Une rétrospective, c’est le moment où une équipe prend le temps de se poser une question d’une simplicité trompeuse : comment travaillons-nous, et comment pourrions-nous mieux travailler ? Bien menée, elle transforme l’expérience vécue en petites améliorations concrètes. Mal menée, elle devient une réunion récurrente que personne ne défend. La différence réside presque toujours dans l’animation, et non dans le format particulier que vous choisissez.

Préparez le terrain

Commencez en allant droit au but. Rappelez à tout le monde la directive principale : quelles que soient nos découvertes, chacun a fait de son mieux avec les informations dont il disposait à ce moment-là. Une brève question sincère pour prendre le pouls de la salle permet de détendre l’atmosphère et de montrer que l’on souhaite entendre d’autres voix que celles qui s’expriment le plus fort.
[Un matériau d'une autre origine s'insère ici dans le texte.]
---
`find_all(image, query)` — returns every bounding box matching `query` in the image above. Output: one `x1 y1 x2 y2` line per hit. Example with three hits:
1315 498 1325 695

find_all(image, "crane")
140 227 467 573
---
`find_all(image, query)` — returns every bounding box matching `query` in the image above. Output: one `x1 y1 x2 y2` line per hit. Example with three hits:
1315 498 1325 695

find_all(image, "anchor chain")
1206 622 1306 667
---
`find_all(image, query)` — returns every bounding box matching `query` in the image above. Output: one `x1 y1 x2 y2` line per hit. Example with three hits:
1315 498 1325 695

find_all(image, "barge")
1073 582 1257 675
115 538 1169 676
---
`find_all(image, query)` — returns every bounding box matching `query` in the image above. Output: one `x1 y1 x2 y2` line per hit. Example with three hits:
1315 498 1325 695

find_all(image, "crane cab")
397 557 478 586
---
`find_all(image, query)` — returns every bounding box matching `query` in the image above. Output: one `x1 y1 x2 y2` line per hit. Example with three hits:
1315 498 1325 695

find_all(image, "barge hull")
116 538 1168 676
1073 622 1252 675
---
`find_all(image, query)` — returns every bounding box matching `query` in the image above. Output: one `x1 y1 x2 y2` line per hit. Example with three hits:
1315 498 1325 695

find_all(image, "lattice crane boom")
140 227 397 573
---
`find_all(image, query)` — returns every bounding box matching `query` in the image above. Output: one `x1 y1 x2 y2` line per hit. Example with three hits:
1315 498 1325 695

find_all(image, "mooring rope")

Choisissez une structure adaptée

Le format doit être adapté aux besoins de l’équipe cette semaine, et non à vos habitudes. Voici quelques points de départ fiables :

  • Démarrer / Arrêter / Continuer — rapide, axé sur l’action, idéal pour les équipes bien rodées.
  • Fou / Triste / Heureux — reflète l’état émotionnel après un sprint intense.
  • Voilier — présente les objectifs, les risques et les obstacles sous la forme d’une image unique.

Quel que soit votre choix, rassemblez les informations avant d’en discuter. Laissez à chacun un moment de calme pour noter ses propres remarques ; le fait d’écrire en silence évite que la discussion ne s’oriente vers la personne qui prend la parole en premier.

Menez la conversation

Une fois les notes affichées, regroupez celles qui sont liées entre elles et demandez à l’équipe de voter par points pour déterminer ce qui est le plus important. Ensuite, examinez ensemble les points prioritaires. Une technique d’animation utile consiste à poser sans cesse la question « pourquoi » jusqu’à ce que vous parveniez à identifier un élément que l’équipe peut réellement modifier — les symptômes apparents indiquentflaky CIgénéralement une cause plus profonde, sur laquelle il est possible d’agir.

Concluez en formulant des engagements

Terminez chaque rétrospective en traduisant les enseignements tirés en actions concrètes. Fixez-vous un ou deux changements, dont la responsabilité incombe à une personne désignée, avec une date butoir :

  1. Formulez cette action sous la forme d’une tâche précise et vérifiable.
  2. Désignez un seul propriétaire — la copropriété n’est pas une propriété.
  3. Passez en revue les actions de la dernière session rétroactive dès le début de la suivante.

Une rétrospective sans mise en œuvre montre à l’équipe que rien ne change. C’est justement la mise en œuvre qui est essentielle.

Soyez concis, privilégiez la sécurité et restez honnête. Les meilleures rétrospectives ne sont pas forcément les plus élaborées : ce sont celles dont les conclusions se traduisent naturellement dans la manière dont l’équipe travaille lors du sprint suivant.